Comment 272 for bug 217908

Revision history for this message
Tom Jaeger (thjaeger) wrote : Re: [Bug 217908] Re: FFe: Pixellated Images in Firefox/Opera due to incorrect EXTEND_PAD implementation in several video drivers

kenjo wrote:
> On Wed, 2009-11-18 at 01:57 +0000, Tom Jaeger wrote:
>>> First could someone explain exactly what feature in the graphics driver
>>> people think is wrong.
>> Many graphics drivers didn't use to accelerate composite operations with
>> repeat type PAD (and REFLECT) correctly. This was a year ago; i believe
>> these issues have long been fixed.
>
> not here I still have really bad scale problems with firefox.
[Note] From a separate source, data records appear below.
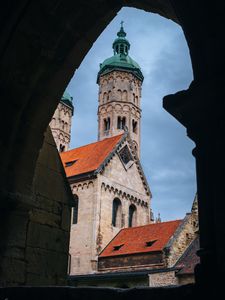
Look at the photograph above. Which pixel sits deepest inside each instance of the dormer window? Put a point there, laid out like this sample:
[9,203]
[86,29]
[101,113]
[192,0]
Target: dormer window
[150,243]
This is not a driver problem, the driver renders exactly as firefox
instructs it to.

>>> Could a small test program be written to show the error ?? has maybe
>>> someone written one already.
>> There is a very simple test case attached to this very bug report. Its
>> source surface is only 2x2 (IIRC), which might not hit an accelerated
>> path on every driver;
>
> hmm I have attached the scale_error.tar.gz and that is simply a example
> html page with a image scale. what I wanted as example was C code that
> only uses X to provoke the problem.

comment #33

>
>> there's a test case with a larger source surface
>> attached to the -ati driver bug report.
>
> where is this ?? I cant find it.
At the top of the page:

https://bugs.freedesktop.org/show_bug.cgi?id=19712

>>> This needs to get solved one way or the other having a fix outside the
>>> normal distribution is not acceptable. but working around the problem in
>>> only firefox obviously is not the correct fix.
>> No, firefox is the correct place to fix this issue. Firefox asks for
>> nearest-neighbor interpolation because on unpatched cairo 1.8.6,
>> bilinear filtering forces a slow client-side fallback to insure correctness.
>>
> but if it's a driver bug there would be nothing to fix in firefox.
> if it is a firefox bug on the other hand the yes obviously

As explained many times before, firefox disables bilinear filtering due
to hitting a slow path in cairo. The underlying issues are fixed now,
but firefox continues to use the same workaround that was needed before.